Show that the subgroup
\(\SL(2,\R)\) of
\(\GL(2,\R)\) is normal in
\(\GL(2,\R)\text{.}\)
Solution .
Let \(X\in \GL(2,\R), A\in \SL(2,\R)\text{.}\) Then
\begin{equation*}
\det(XAX^{-1})=\det(X)\det(A)\det(X^{-1})=\det(X)\cdot 1 \cdot \frac{1}{\det(X)}=1
\end{equation*}
so \(XAX^{-1} \in \SL(2,\R)\text{.}\) Since this is true for all \(X\in \GL(2,\R)\) and \(A\in \SL(2,\R)\text{,}\) we have that \(\SL(2,\R)\) is normal in \(\GL(2,\R)\text{.}\)
2.
Show that the center of a group
\(G\) is normal in the group.
Solution .
Let \(z\in Z(G)\) and \(g\in G\text{.}\) Then
\begin{equation*}
gzg^{-1}=zgg^{-1}=z
\end{equation*}
so \(gzg^{-1} \in Z(G)\text{.}\) Since this is true for all \(z\in Z(G)\) and \(g\in G\text{,}\) we have that \(Z(G)\) is normal in \(G\text{.}\)
3.
Suppose that
\(G\) has a unique subgroup
\(H\) of order
\(n\text{.}\) Show that
\(H\) is normal in
\(G\text{.}\)
Solution .
Suppose that
\(H\) is the unique subgroup of order
\(n\) in
\(G\text{.}\) Then for any
\(g\in G\text{,}\) the subgroup
\(gHg^{-1}\) has order
\(n\text{,}\) so by uniqueness we must have that
\(gHg^{-1}=H\text{.}\) Since this is true for all
\(g\in G\text{,}\) we have that
\(H\) is normal in
\(G\text{.}\)
4.
Suppose that the index of a subgroup
\(H\) in a group
\(G\) is
\(2\text{.}\) Show that
\(H\) is normal in
\(G\text{.}\)
Hint .
Consider separately the cases
\(g\in H\) and
\(g \notin H\text{.}\) In the second case, you should consider proof by contradiction.
Solution .
Let
\(G\) be a group and
\(H\) a subgroup of index 2. Then there are exactly two left cosets of
\(H\) in
\(G\text{,}\) say
\(H\) and
\(gH\) for some
\(g\in G\text{.}\) Since the right cosets must also partition
\(G\text{,}\) we have that the right coset
\(Hg\) is either equal to
\(H\) or to
\(gH\text{.}\) If
\(Hg=H\text{,}\) then
\(g\in H\text{,}\) which contradicts our choice of
\(g\text{.}\) Therefore,
\(Hg=gH\text{,}\) which means that
\(H\) is normal in
\(G\text{.}\)
Worksheet Part 2: Quotient Practice
The goal of this problem is to practice working with cosets, quotients, and learn a theorem about quotients.
1.
Let
\(G = \Z_4 \oplus U(4)\) and consider the subgroups
\(H=\langle (2,3)\rangle\) and
\(K=\langle (2,1)\rangle\text{.}\)
(a)
Show that
\(H\cong K\text{.}\)
Solution .
Both
\(H\) and
\(K\) are cyclic of order 2, so they are isomorphic to each other and to
\(\Z_2\text{.}\)
(b)
Compute the quotient
\(G/H\text{.}\) (Why is
\(H\) normal in
\(G\text{?}\) )
Solution .
All subgroups of an Abelian group are normal (by the same argument as for the center of a group being normal in a group).

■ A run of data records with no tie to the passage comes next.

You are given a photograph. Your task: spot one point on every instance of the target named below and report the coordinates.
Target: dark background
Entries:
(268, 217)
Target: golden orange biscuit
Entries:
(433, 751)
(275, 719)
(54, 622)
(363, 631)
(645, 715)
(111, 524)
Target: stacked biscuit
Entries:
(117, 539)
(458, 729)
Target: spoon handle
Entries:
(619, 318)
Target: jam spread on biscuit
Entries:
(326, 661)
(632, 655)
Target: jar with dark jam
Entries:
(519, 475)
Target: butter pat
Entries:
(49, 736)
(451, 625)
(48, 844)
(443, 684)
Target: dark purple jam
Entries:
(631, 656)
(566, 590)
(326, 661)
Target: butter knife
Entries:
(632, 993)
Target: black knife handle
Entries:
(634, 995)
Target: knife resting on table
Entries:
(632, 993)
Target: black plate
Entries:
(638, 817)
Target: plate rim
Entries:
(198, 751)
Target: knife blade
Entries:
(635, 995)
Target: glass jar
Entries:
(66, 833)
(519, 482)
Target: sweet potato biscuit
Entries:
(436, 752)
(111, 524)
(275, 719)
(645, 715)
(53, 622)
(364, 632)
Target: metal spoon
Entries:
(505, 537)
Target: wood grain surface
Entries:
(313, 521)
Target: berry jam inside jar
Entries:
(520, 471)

Now the elements of \(G/H\) are
\begin{align*}
(0,1)+H\amp=\{(0,1),(2,3)\}, \quad (1,1)+H=\{(1,1),(3,3)\},\\
(2,1)+H \amp=\{(2,1),(0,3)\}, \quad (3,1)+H=\{(3,1),(1,3)\} \text{.}
\end{align*}
We can see that \(G/H\) has order 4, and the element \((1,1)+H\) has order 4, so \(G/H\cong \Z_4\text{.}\)
(c)
Compute the quotient
\(G/K\text{.}\) (Why is
\(K\) normal in
\(G\text{?}\) )
Solution .
Here the elements of \(G/K\) are
\begin{align*}
(0,1)+K \amp =\{ (0,1),(2,1)\},\quad (1,1)+K=\{(1,1),(3,1)\} \\
(0,3)+K \amp =\{ (0,3),(2,3)\}, \quad (1,3)+K=\{(1,3),(3,3)\} \text{.}
\end{align*}
Here we have a group with order 4, but all non-identity elements have order 2, so \(G/K\cong \Z_2\times \Z_2\text{.}\)
(d)
Show that
\(G/H \not\cong G/K\text{.}\)
Solution .
Because one group is cyclic while the other is not, they cannot be isomorphic.
(e)
True/False: If
\(G\) is a group with normal subgroups
\(H\) and
\(K\) and
\(H\cong K\text{,}\) then
\(G/H \cong G/K\text{.}\)
Solution .
This computation shows that this statement is false. The subgroups
\(H\) and
\(K\) are isomorphic, but the quotients
\(G/H\) and
\(G/K\) are not isomorphic.